The opening of football means that betting on the sport is available again after a two-month hibernation that only included club friendlies, minor continental tournaments, and the occasional qualifiers. With a lack of games to bet on, sports betting sites refer to July and August as the off-season, an appropriate analogy considering that in the last few months, the most talked about line (the name of the royal baby) didn’t even involve any balls being kicked around a pitch.

But now that the calendar has hit September, sportsbooks are going into overdrive with the overflow of bets coming in from bettors who have probably saved up as much disposable income in the past few months in anticipation of the start of the season.
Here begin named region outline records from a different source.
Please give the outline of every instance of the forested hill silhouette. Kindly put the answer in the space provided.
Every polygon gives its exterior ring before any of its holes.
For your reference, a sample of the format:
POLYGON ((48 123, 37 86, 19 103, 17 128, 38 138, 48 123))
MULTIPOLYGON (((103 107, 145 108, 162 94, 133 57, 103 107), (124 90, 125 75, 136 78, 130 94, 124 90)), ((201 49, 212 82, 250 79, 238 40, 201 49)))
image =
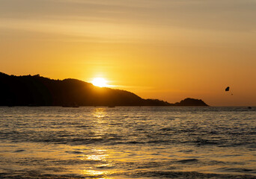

In anticipation of this betting frenzy, sportsbooks usually use the months leading up to it preparing for and studying the offseason movement that will affect the makeup of certain leagues.

The transfer window is one of the biggest sources of information sportsbooks use in trying to determine which teams will be listed as contenders, sleepers, pretenders, and outright candidates for relegation. Using the transfer season as a source for determining picks is especially important because the sheer of unpredictability of players moving from one team to another more often than not affects the line of the team he’s leaving and the team he’s joining. There’s a reason why Chelsea, with its recent signings and the return of manager Jose Mourinho, was penciled in as a co-favorite to win the EPL title ahead of the start of the season even after it had a pretty underwhelming year on the pitch, at least relative to the team’s standards.

In addition to monitoring player movement, sportsbooks also take the time to go back to the previous season to see how it unfolded with the intention of looking for trends, moods, and performances and taking all of them into account when making lines for the new season. It’s a meticulous business that has no shortage of burning eyebrows, but all the effort and time put into it is geared towards putting up the most competitive lines once the season starts.

The same can be said for college football and the NFL, which also open their respective seasons in September every year. Unlike football (or soccer, if you’re getting confused), American football is an even longer wait for its bettors, stretching seven months from the conclusion of the Super Bowl back in February to the opening of the next season in September. With more time at their hands, books preparing for American football take a less feverish approach in setting up their sites for the onslaught of bets from bettors once the seasons begin.

Usually, preparation only begins sometime in June, or at least after the NFL Draft and the free agency period winds down. Similar to the approach in soccer, sportsbooks go through the proverbial wringer in studying up for the upcoming season. Everything is taken into account, often times even the most mundane of details. Whether its draft picks holding out, a player suffering an injury, or the yearly coaching carousel, sportsbooks leave no stones unturned when it comes to studying up on every aspect of the sport in preparation for setting up lines on college football and the NFL.

It’s no secret that the soccer and American football are two of the most popular and widely bet on sports in the world. Having little to no access to at least one of these two sports in the dead months of July and August will often leave bettors blue-balled and suffering from severe withdrawal symptoms. And we all know what happens we take something away and then bring it back: betting frenzy commences. Sportsbooks who spent the better part of the offseason preparing for this gambling rush are more likely to be better equipped to handle it than those who spent it dilly-dallying around.

Gambling season is back and bettors and sportsbooks, ready or not, are all back in business, preparing themselves for another season’s worth of triumphs, heartbreaks, and back door covers.